The evaluation standards are:


  1. Utility: Evaluations must be useful and used.

  2. Feasibility: Evaluations must be realistic, diplomatic, and managed in a sensible, cost effective manner.

  3. Ethics & Legality: Evaluations must be conducted in an ethical and legal manner, with particular regard for the welfare of those involved in and affected by the evaluation.

  4. Impartiality & Independence; Evaluations should be impartial, providing a comprehensive and unbiased assessment that takes into account the views of all stakeholders.

  5. Transparency: Evaluation activities should reflect an attitude of openness and transparency.

  6. Accuracy: Evaluations should be technically accurate, providing sufficient information about the data collection, analysis, and interpretation methods so that its worth or merit can be determined.

  7. Participation: Stakeholders should be consulted and meaningfully involved in the evaluation process when feasible and appropriate.
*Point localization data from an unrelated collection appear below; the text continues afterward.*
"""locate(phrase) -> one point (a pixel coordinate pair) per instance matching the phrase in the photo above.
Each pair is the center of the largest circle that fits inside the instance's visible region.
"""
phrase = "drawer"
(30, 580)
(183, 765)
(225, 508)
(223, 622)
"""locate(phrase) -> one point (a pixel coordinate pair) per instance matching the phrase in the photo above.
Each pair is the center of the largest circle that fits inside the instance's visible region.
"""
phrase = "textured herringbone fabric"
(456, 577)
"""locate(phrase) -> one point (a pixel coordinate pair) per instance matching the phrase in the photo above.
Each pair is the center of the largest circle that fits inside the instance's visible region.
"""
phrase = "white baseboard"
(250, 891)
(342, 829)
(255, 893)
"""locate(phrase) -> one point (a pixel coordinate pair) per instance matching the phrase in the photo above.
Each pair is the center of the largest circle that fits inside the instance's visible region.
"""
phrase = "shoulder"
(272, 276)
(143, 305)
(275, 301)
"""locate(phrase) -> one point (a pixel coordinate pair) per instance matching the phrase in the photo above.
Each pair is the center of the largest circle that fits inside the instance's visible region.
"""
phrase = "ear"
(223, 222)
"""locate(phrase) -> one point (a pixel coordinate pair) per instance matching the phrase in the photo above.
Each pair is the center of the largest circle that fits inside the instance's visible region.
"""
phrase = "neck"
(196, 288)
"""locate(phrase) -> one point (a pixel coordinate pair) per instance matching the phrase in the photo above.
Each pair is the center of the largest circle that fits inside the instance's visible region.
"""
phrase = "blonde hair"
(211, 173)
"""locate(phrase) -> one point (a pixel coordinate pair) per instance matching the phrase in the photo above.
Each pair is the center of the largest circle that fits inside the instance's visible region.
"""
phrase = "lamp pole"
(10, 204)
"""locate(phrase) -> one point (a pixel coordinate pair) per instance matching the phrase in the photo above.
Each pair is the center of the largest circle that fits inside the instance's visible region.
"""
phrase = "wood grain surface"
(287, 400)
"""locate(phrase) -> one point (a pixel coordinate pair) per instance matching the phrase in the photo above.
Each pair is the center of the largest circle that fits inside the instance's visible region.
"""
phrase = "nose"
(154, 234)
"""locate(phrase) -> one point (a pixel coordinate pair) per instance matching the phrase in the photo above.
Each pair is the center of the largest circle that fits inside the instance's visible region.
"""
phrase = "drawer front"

  8. Collaboration: Collaboration between key operating partners in the evaluation process improves the legitimacy and utility of the evaluation.

It is also expected that the evaluation will respect the seven Fundamental Principles of the Red Cross and Red Crescent: 1) humanity, 2) impartiality, 3) neutrality, 4) independence, 5) voluntary service, 6) unity, and 7) universality. Further information can be obtained about these Principles at: www.ifrc.org/what/values/principles/index.asp


****5.0 Qualifications and Experience****


Selection of the external End term assessment consultant/team will be based on the following qualifications:


****Requirements for the Evaluation Team****


  • Having completed the baseline surveys of similar programs in Pakistan (KP)

  • Previous experience of completing large scale final evaluation in similar context.

  • A mixed of male and female member of the Team

  • Strong knowledge of quantitative and qualitative evaluation/research methods

  • The team must include technical expert in Public health, MNCH, Organizational Development, Disaster Management, gender and Violence Prevention

  • Good facilitating and diplomacy skills, highly cultural awareness and sensitivity.